序盤にあったバイクシーンが多くの作品でパロディされてるということと、「さんをつけろよデコ助野郎」のセリフしか知らなかったので、原作漫画と今作が日本の漫画やアニメ史だけでなく、海外のクリエイターたちにも大きな影響を与えたというのは観賞後に調べて初めて知りました。
1988年という公開年的に、手書きの作画でグリグリ動かしていることに時代を感じましたが、なるほどメカメカしい造詣や勧善懲悪ではないストーリー展開、シンプルには片付けられない登場キャラクター同士の相関など、近年のサブカルチャーには欠かせないコンテンツだったんだろうなと思います。
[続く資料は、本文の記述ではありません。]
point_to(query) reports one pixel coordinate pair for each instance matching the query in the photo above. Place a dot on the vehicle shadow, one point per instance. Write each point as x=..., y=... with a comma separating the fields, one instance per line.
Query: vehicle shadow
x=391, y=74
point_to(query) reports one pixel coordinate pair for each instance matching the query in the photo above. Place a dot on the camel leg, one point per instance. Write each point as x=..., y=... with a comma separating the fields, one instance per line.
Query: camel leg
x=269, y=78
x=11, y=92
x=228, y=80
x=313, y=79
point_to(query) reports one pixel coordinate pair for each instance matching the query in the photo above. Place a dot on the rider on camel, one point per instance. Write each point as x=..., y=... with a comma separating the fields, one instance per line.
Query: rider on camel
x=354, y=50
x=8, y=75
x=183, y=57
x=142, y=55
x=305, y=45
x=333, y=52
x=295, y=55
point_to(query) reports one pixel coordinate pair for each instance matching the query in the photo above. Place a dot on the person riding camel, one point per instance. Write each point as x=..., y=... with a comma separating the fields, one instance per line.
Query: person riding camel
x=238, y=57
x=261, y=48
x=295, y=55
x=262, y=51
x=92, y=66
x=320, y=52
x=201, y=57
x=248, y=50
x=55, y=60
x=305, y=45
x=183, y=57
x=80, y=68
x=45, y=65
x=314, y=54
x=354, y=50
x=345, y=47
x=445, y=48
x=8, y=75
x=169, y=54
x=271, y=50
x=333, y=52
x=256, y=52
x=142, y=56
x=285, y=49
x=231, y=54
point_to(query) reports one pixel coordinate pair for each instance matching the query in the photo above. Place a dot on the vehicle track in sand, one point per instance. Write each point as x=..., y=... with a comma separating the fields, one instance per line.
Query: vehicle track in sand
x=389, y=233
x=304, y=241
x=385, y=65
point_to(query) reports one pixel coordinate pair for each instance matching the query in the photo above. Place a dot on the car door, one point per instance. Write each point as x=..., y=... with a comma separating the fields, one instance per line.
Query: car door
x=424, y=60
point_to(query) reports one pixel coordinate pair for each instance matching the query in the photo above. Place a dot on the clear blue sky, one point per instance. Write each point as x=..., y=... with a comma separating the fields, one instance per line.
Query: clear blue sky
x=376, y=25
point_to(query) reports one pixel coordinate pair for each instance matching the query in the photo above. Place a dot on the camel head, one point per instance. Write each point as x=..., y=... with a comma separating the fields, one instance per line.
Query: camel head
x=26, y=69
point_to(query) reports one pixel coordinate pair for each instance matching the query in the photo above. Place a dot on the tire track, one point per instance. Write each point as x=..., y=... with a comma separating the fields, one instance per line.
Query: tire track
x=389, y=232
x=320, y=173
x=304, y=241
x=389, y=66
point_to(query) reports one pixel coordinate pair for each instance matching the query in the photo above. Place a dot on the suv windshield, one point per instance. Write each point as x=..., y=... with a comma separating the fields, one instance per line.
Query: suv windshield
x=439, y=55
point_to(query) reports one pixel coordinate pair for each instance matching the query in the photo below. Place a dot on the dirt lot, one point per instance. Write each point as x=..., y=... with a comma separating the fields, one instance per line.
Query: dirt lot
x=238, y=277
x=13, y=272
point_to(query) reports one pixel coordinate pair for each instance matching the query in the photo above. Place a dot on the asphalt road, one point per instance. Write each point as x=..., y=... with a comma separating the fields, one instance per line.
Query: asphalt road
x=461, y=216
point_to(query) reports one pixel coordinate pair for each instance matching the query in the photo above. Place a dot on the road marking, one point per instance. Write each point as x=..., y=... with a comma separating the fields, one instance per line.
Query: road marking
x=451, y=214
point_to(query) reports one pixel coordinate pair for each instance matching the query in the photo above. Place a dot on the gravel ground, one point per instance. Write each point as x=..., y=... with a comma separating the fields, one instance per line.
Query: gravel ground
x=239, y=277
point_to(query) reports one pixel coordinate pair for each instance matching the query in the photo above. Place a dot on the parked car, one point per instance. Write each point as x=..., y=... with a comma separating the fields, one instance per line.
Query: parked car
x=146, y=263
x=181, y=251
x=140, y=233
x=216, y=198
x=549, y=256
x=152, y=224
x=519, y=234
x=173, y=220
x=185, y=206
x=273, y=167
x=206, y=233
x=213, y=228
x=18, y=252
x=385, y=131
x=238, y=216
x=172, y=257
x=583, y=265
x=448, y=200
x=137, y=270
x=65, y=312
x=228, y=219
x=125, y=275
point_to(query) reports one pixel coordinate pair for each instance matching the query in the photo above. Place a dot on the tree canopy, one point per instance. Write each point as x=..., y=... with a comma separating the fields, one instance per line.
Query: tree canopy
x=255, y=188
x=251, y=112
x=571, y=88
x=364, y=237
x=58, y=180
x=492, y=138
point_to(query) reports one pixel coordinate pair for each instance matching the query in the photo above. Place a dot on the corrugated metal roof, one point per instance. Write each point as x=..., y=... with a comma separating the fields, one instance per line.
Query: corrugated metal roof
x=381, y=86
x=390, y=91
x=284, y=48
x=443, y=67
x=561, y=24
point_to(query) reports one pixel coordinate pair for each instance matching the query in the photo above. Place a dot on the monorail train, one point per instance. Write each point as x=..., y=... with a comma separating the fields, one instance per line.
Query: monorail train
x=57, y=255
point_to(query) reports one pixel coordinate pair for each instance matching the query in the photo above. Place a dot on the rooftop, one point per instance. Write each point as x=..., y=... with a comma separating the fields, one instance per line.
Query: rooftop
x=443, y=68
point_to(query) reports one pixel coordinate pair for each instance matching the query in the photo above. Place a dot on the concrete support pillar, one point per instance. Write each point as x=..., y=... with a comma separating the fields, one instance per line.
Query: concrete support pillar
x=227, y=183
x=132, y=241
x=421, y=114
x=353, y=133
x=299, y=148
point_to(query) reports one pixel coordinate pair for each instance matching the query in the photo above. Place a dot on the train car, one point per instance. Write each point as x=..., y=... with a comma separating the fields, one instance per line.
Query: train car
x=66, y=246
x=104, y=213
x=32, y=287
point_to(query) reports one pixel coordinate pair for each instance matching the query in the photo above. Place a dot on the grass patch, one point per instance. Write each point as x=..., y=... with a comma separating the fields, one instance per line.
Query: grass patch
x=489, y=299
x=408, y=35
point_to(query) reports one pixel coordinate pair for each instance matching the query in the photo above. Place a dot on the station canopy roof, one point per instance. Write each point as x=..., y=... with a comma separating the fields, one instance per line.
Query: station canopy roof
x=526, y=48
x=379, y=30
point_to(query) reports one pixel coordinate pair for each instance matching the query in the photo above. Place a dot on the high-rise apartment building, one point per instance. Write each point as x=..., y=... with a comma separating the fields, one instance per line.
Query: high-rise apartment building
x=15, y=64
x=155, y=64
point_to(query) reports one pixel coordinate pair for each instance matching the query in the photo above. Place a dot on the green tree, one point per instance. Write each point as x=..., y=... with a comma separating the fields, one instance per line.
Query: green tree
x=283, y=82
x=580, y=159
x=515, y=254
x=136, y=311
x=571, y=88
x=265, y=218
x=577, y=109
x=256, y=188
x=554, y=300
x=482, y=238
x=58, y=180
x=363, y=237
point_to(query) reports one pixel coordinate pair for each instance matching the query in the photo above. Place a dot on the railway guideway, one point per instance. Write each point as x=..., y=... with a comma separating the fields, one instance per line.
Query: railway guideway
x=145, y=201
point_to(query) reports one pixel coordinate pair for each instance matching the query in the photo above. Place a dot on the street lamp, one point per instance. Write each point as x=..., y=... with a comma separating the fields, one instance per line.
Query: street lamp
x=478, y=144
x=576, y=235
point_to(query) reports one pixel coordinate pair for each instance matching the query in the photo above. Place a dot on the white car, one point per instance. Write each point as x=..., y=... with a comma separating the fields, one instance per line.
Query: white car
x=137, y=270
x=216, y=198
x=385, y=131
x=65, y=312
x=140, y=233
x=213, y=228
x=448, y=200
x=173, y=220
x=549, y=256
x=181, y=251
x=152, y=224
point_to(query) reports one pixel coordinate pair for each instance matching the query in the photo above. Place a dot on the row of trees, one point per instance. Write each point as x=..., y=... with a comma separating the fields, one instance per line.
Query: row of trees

とはいえ一般ウケが果たしていいのかというところや、現代の認知度具合からしてカルト的な人気を誇っている印象もあり、個人的にはエヴァ初見時のような気持ちになりました。
今触れているコンテンツが今作の二番煎じを超えて三番煎じなのかと思うと、もっと前の時期に観ていたら感想は全く違っていたんだろうなといったところ。

飛び交う用語や、現代のものと比べると説明の少ないSFファンタジーな世界設定についてはノリと勢いに任せるとして、大まかなストーリー展開的には金田と鉄雄の拗れた友情物語だったなという印象。
バイクチームという今の感覚からするとちょいと暴力的な組織の中での上下関係や、それぞれが持つ似た境遇からくるシンパシー、それらの間に挟まる世界を盛大に巻き込む壮大な物語などなどがありながら、結末的には少しビターな香りもしますが、心の奥底で繋がり続けていく関係性が示唆されているように感じました。

小山茉美さんや玄田哲章さん、草尾毅さんなど、エンドクレジットがローマ字表記だったので見逃した名前もあるかもしれませんが、今なお現役でご活躍されている声優さんの若い頃の演技が見れたという意味でも、新年早々良い映画体験ができたと思います。